Either people are getting more stupid and simple-minded, or the stupid people are getting more vocal, or I’m getting more moderate in my advancing years. I remember back around the time of the Exxon Valdez disaster, and how self-satisfied I was for boycotting the company; it made me feel as if I were really doing something. And it pains me to realize now that in spite of all the comic books and videogames, I grew up, and realized that it’s not about me and my petty grabs at being important for making meaningful choices against a cruel world. That instead, it’s a huge number of people all trying to make meaningful choices, and frequently making mistakes.

It’s comforting to be able to pick out the villains like Kenneth Lay and put a face to the huge, nebulous injustice, but I suspect that the reality is even more depressing. I believe the reality is that there are indeed many outright self-serving bastards trying to screw everyone else, but they’re outnumbered by the people who are really trying to make a difference (in the case of entertainment, to be creative) but impeded by the sheer size of the machine and its layers of bureaucracy. And all of them are far outnumbered by the people who just really don’t give a damn, but are only trying not to get fired.

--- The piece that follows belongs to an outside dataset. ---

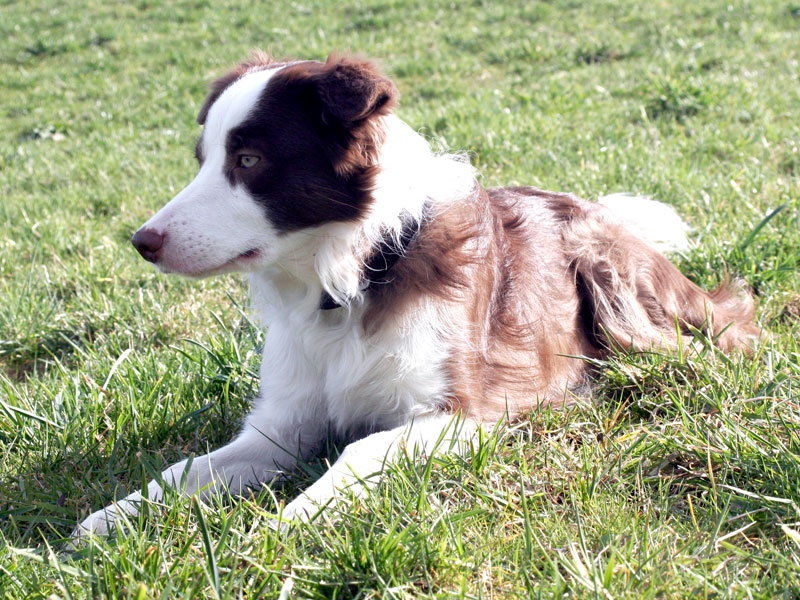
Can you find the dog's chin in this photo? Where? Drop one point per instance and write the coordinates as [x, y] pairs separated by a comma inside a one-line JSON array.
[[247, 262]]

As for the song: even if I’m completely off about my interpretation, it’s still a catchy song and a great turn of phrase. You can listen to it on his official site if you’re into that sort of thing.

And while I’m writing, my favorite line from the album is “You snooze you lose, well I snost and lost.”

By the way, Doughty’s in San Francisco September 30th and October 1st, playing at The Independent which is stumbling distance from my apartment. Who wants to go with me?

Subliminal

The other day, I was trying to buy a pack of cigarettes from someone who just wasn’t getting the concept. Usually I say, “American Spirits mediums” and if they don’t get it, I say “the light green ones.” This was too much for the poor clerk to handle, so I was having to point vigorously while thinking up other ways to describe them. While I was explaining, “no, not the green menthol ones, the lighter green ones…” I thought, “it’s exactly the same color as the background color of my website.”

Whoa. That was completely unintentional; I just like the color green. Or do I?!?